Guerra spietata, senza gesti di cavalleria e senza esclusione di colpi, quella in Africa Settentrionale. Queste due drammatiche fotografie documentano un episodio che non è il solo verificatosi lungo tutto l'arco del fronte, un ospedaletto da campo viene mitragliato da bassa quota dalla caccia britannica. Nella foto in alto medici, infermieri e feriti escono dalle tende per mettersi in salvo. Nella foto in basso il tragico epilogo. Sono visibili le nuvolette di sabbia alzate dai colpi.

 

Dopo l'occupazione di Derna e di Bengasi, le truppe italiane in ritirata subirono l'ultimo grave colpo sulla strada fra Carcuna e Agedabia, interrotta dai mezzi corazzati britannici prima che il grosso fosse passato. Tuttavia anche in quest'occasione i nostri reparti si comportarono con molto valore nella disperata battaglia si immolarono quasi tutti i nostri carri. Ma non invano, la capacità offensiva dell'avversario poteva dirsi ormai esaurita. E difatti, mentre gli inglesi si arrestavano fra Agedabia e El Agheila, le nostre truppe potevano finalmente riorganizzarsi. Provvidenziale sosta, quella britannica! Nel corso dei due terribili mesi di lotta, le truppe italiane avevano perso quasi tutti i loro materiali, magazzini e depositi, avevano dovuto distruggere le più efficienti installazioni dell'aeronautica e della marina, avevano lasciato nelle mani del nemico, più di tremila autocarri cioè quasi i due terzi dell'intera loro disponibilità. Le perdite in morti, feriti e prigionieri non erano state meno dolorose, 40 mila uomini nella prima fase della battaglia, 45 mila uomini a Bardia, 25 mila a Tobruk, 15 mila a sud di Bengasi. Nella foto in alto una lunga colonna di prigionieri italiani in marcia verso i campi di concentramento egiziani. In basso a sinistra militi della «3 gennaio » e soldati dì fanteria fatti prigionieri a Sidi el Barrani nei primi giorni dell'offensiva non hanno rinunciato al cagnolino che aveva vissuto la loro drammatica vicenda. In basso a destra il gen. Bergonzoli, già comandante della piazzaforte di Bardia, catturato e sfuggito dalle mani del nemico con una epica marcia nel deserto, fu poi fatto prigioniero a Beda Fomma nell'ultima battaglia d'arresto dell'offensiva britannica.

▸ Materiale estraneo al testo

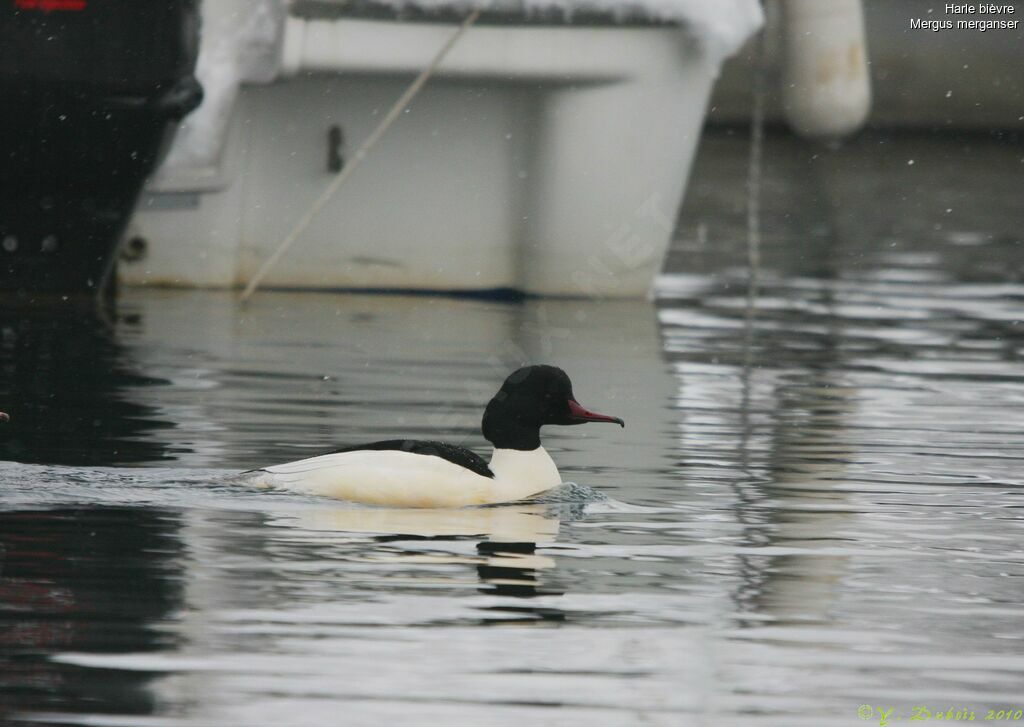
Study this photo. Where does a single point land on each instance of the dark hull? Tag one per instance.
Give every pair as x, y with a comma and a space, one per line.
87, 118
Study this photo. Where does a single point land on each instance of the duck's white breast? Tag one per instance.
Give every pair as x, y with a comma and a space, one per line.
406, 479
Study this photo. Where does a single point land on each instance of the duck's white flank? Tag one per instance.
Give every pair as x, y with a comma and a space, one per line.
406, 479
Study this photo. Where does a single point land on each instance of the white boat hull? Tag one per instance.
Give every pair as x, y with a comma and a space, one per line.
548, 160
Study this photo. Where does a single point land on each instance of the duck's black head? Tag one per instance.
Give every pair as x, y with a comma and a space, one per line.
529, 398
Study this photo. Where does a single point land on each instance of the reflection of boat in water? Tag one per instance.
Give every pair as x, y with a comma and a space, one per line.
92, 93
73, 390
369, 378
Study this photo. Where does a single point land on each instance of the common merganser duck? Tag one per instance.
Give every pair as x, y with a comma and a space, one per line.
434, 474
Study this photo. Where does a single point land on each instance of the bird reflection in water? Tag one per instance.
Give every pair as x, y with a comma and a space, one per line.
507, 561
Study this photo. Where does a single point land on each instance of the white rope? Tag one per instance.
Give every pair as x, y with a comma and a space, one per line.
360, 154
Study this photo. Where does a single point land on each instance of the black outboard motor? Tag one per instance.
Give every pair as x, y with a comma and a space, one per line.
90, 94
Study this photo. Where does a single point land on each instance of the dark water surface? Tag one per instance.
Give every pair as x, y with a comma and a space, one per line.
812, 508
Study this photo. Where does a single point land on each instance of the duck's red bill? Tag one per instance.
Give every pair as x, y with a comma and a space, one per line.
585, 415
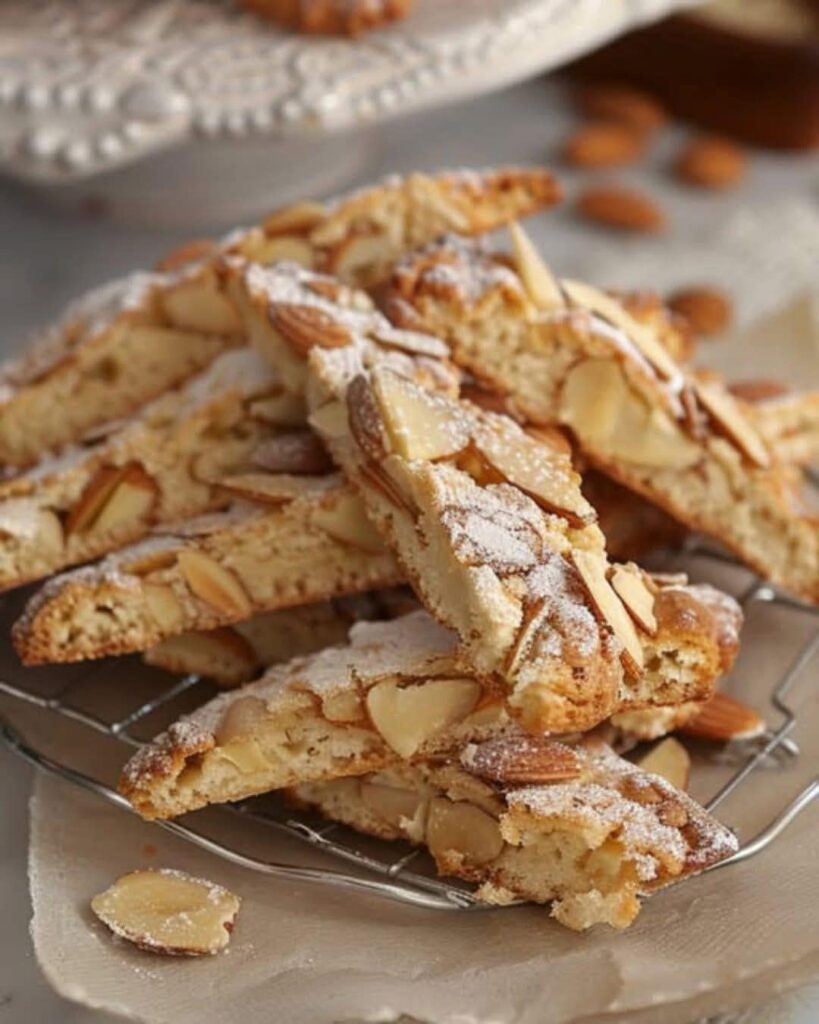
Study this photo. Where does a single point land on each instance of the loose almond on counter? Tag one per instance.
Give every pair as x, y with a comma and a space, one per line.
167, 911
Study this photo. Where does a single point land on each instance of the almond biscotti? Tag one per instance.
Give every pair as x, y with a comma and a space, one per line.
397, 690
533, 819
124, 344
306, 540
233, 654
565, 353
162, 466
332, 17
487, 521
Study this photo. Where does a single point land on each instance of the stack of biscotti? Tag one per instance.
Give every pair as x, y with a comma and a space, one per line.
249, 514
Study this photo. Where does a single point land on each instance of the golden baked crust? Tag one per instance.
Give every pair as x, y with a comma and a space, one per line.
332, 17
311, 544
590, 845
568, 354
486, 520
126, 343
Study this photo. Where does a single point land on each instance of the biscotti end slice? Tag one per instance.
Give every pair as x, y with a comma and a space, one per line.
161, 466
532, 819
126, 343
487, 521
310, 544
569, 355
393, 691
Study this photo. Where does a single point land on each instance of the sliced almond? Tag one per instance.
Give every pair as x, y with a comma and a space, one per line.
522, 761
284, 410
671, 761
220, 654
243, 718
164, 606
592, 567
723, 718
528, 464
198, 304
346, 520
403, 809
356, 253
272, 488
131, 501
407, 716
632, 589
299, 452
420, 424
169, 912
214, 584
303, 327
464, 832
542, 286
724, 409
296, 218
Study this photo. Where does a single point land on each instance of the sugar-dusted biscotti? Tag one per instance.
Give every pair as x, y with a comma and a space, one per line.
397, 690
532, 819
300, 540
162, 466
124, 344
567, 354
332, 17
486, 520
233, 654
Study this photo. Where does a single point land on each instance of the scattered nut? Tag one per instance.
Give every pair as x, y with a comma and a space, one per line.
167, 911
621, 104
706, 310
712, 163
620, 208
603, 144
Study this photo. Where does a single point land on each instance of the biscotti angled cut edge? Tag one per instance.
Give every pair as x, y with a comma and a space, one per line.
487, 521
510, 816
311, 544
124, 344
159, 467
566, 354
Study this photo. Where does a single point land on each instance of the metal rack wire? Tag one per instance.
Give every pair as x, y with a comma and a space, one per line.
407, 878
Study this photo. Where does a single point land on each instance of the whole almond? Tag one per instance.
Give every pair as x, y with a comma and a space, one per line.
603, 144
706, 310
620, 208
712, 163
621, 104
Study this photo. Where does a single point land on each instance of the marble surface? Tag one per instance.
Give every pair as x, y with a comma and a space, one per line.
46, 260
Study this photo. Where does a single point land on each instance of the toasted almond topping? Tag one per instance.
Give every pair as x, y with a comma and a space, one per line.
521, 761
635, 593
724, 718
407, 716
300, 453
214, 584
463, 830
303, 327
725, 411
671, 761
169, 912
420, 424
541, 284
592, 567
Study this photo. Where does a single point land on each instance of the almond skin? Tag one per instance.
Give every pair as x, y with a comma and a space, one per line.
603, 144
706, 310
620, 208
712, 163
621, 104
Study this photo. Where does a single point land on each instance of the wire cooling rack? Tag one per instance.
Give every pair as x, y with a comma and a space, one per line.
63, 694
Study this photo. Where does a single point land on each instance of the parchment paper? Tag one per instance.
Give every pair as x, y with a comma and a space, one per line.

Nel dicembre del 1940, vinta la battaglia aerea d'Inghilterra e stroncate le velleità offensive italiane in Egitto e in Grecia, il fronte interno britannico si risollevò dalla profonda depressione che era seguita al disastro di Dunkerque. Gli inglesi ritenevano infatti di aver superato il momento più difficile della guerra e guardavano con rinnovata fiducia alle loro forze armate, lo spettro dell'invasione s'allontanava e il nemico cominciava a trovare sul suo cammino molte impreviste difficoltà. Naturalmente le matite dei caricaturisti si sbizzarrirono, accanendosi in particolare sulle disavventure italiane. Ecco quattro vignette apparse sul « Punch » che illustrano lo stato d'animo degli inglesi dopo le prime vittorie. In alto a sin. l'« Asse totalitario a, nel quale il disegnatore include anche il Giappone) è raffigurato da tre scimmiette. Il loro motto è, non sentire, non vedere, non parlare. In alto a destra Hitler vuole iniziare la guerra lampo contro l'Inghilterra, ma a contrastargli il passo c'è la Home Fleet e l'operazione finirà in un ruzzolone giù dalla banchina. In basso a sinistra Anno Domini 1940, l'invasione romana. Mussolini potrà scendere in Inghilterra solo col paracadute. La vignetta allude alle perdite subite dal Corpo Aereo Italiano sulla Manica. In basso a destra le legioni romane arrestate sulla via di Atene dai Greci. Un euzone trascina le insegne romane e un fascio spezzato.